Title: 
Strong Duality for the CDT Subproblem: A Necessary and
Sufficient Condition

Authors:
Wenbao Ai
School of Science
Beijing University of Posts and Telecommunications
People's Republic of China


Shuzhong Zhang
Department of Systems Engineering and Engineering Management
The Chinese University of Hong Kong
Shatin, Hong Kong

Abstract:
In this paper we consider the problem of minimizing a
nonconvex quadratic function, subject to two quadratic inequality
constraints. As an application, such quadratic program plays an
important role in the trust region method for nonlinear
optimization; such problem is known as the CDT subproblem in the
literature. The Lagrangian dual of the CDT subproblem is a
Semidefinite Program (SDP), hence convex and solvable. However, a
positive duality gap may exist between the CDT subproblem and its
Lagrangian dual because the CDT subproblem itself is nonconvex. In this
paper, we present a necessary and sufficient condition to characterize when
the CDT subproblem and its Lagrangian dual admits no duality gap
(i.e., the strong duality holds). This necessary and sufficient
condition is easy verifiable and involves only one (any) optimal solution of
the SDP relaxation for the CDT subproblem.
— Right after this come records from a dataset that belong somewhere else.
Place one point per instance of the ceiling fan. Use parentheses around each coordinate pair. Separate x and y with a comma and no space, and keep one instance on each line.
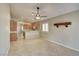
(37,14)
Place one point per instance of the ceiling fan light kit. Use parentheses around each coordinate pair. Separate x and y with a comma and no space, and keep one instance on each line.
(37,16)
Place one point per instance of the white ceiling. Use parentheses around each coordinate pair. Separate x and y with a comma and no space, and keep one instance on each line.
(23,11)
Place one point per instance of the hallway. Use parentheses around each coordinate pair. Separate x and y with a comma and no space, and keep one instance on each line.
(38,47)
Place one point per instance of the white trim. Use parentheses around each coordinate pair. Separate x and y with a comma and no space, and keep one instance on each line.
(63,45)
(13,31)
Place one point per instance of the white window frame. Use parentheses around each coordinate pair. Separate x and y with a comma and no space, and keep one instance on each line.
(45,27)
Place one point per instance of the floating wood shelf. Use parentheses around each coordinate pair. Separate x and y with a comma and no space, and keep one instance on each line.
(63,23)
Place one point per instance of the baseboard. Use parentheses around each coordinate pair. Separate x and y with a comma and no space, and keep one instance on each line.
(64,45)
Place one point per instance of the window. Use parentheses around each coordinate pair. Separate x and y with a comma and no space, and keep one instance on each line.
(45,27)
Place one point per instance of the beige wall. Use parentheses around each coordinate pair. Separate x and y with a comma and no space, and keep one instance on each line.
(68,37)
(4,29)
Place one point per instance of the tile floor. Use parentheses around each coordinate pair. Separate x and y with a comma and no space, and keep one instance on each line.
(39,47)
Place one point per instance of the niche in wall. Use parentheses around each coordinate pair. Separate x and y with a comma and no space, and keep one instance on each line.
(62,24)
Moreover, the condition
reveals that it is actually rare to render a positive duality gap
for the CDT subproblems in general. Moreover, if the strong duality
holds then an optimal solution for the CDT problem can be retrieved
from an optimal solution of the SDP relaxation, by means of a matrix
rank-one decomposition procedure. The same analysis is extended to
the framework where the necessary and sufficient condition is
presented in terms of the Lagrangian multipliers at a KKT point.
Furthermore, we show that the condition is numerically easy to work with approximatively.